The Hill: Ideology First, Reality Last: Biden’s Offshore Energy Leasing Program
Benjamin Zycher is a senior fellow at the American Enterprise Institute, 10/30/23
“In the least surprising energy policy development in recent years, the Biden administration has proposed a five-year (2024-2029) offshore oil and gas leasing program that offers the smallest number of offshore lease sales in the history of the program — just three sales!,” Benjamin Zycher writes for The Hill. “Biden’s draft leasing program blocks leasing off the Alaskan coast, and in both the Atlantic and Pacific Oceans.
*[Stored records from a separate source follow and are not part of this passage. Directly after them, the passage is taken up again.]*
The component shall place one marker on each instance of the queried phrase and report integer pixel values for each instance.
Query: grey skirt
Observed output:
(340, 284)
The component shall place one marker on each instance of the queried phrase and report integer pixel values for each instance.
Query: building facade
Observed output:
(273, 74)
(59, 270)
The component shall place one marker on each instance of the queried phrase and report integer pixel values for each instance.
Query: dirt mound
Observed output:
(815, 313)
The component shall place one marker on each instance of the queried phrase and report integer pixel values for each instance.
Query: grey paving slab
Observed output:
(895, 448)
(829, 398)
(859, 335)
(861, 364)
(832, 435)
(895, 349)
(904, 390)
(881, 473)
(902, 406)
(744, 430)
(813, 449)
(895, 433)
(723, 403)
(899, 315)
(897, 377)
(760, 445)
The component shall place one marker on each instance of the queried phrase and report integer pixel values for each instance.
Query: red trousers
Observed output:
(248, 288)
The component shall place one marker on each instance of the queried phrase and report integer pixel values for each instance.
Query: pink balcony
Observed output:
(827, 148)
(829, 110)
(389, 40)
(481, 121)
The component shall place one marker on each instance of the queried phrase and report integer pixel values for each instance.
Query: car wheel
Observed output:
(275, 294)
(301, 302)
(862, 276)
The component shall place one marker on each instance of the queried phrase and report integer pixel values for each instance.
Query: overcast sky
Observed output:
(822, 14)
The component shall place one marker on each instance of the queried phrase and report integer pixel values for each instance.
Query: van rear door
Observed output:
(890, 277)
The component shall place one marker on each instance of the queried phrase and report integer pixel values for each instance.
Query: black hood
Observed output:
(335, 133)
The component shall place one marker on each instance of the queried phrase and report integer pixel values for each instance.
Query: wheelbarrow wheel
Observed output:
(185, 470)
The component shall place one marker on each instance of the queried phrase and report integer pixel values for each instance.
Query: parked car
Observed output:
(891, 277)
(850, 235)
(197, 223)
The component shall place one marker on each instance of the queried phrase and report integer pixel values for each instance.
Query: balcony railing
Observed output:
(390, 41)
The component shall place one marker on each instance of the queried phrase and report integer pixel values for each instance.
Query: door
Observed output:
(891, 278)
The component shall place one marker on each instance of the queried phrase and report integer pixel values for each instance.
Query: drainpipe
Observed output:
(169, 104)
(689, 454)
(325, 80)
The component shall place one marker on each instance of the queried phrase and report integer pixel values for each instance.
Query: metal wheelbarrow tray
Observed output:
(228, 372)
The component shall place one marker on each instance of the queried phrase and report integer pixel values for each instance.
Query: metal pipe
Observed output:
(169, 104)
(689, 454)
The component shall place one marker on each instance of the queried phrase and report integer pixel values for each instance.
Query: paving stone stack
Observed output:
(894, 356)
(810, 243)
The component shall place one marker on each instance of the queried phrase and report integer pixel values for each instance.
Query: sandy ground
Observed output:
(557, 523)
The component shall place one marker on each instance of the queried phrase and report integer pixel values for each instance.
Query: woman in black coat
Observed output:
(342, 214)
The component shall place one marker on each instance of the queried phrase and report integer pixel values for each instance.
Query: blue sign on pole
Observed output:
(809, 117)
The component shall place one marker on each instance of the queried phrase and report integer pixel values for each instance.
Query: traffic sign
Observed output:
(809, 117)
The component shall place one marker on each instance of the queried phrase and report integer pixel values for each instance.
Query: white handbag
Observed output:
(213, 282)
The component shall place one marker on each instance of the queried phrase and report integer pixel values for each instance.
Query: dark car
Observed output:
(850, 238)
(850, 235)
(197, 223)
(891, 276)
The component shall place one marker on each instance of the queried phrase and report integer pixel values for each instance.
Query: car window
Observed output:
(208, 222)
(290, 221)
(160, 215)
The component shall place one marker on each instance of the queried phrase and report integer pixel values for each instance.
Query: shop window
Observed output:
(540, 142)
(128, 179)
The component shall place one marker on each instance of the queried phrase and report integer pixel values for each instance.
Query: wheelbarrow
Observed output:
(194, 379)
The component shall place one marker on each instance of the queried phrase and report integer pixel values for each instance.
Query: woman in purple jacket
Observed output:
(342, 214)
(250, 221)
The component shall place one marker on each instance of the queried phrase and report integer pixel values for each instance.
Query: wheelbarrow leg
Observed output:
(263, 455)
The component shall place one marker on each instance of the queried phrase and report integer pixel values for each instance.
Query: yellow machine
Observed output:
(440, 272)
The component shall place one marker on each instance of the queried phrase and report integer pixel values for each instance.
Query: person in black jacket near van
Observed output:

The administration is in fact proud of this obstruction of private-sector investment in the national wealth embodied in fossil energy resources located in federal waters. The proposed leasing program will be aligned with the administration’s policy of ‘net-zero [U.S. greenhouse] emissions by 2050’ while meeting legal requirements ‘for future offshore renewable energy leasing … ensuring continued progress towards the administration’s goal of 30 gigawatts of offshore wind by 2030 [while] protect[ing] against the potential for environmental damage.’ In apparent belief that the U.S. oil market is independent of the global market, the administration has forgotten that less domestic oil production only means more production overseas. After all, the administration’s net-zero climate obsession does not affect global demand for petroleum products. And notwithstanding the Biden administration’s fantasies, demand for oil and gas are virtually certain to increase over the next few decades.”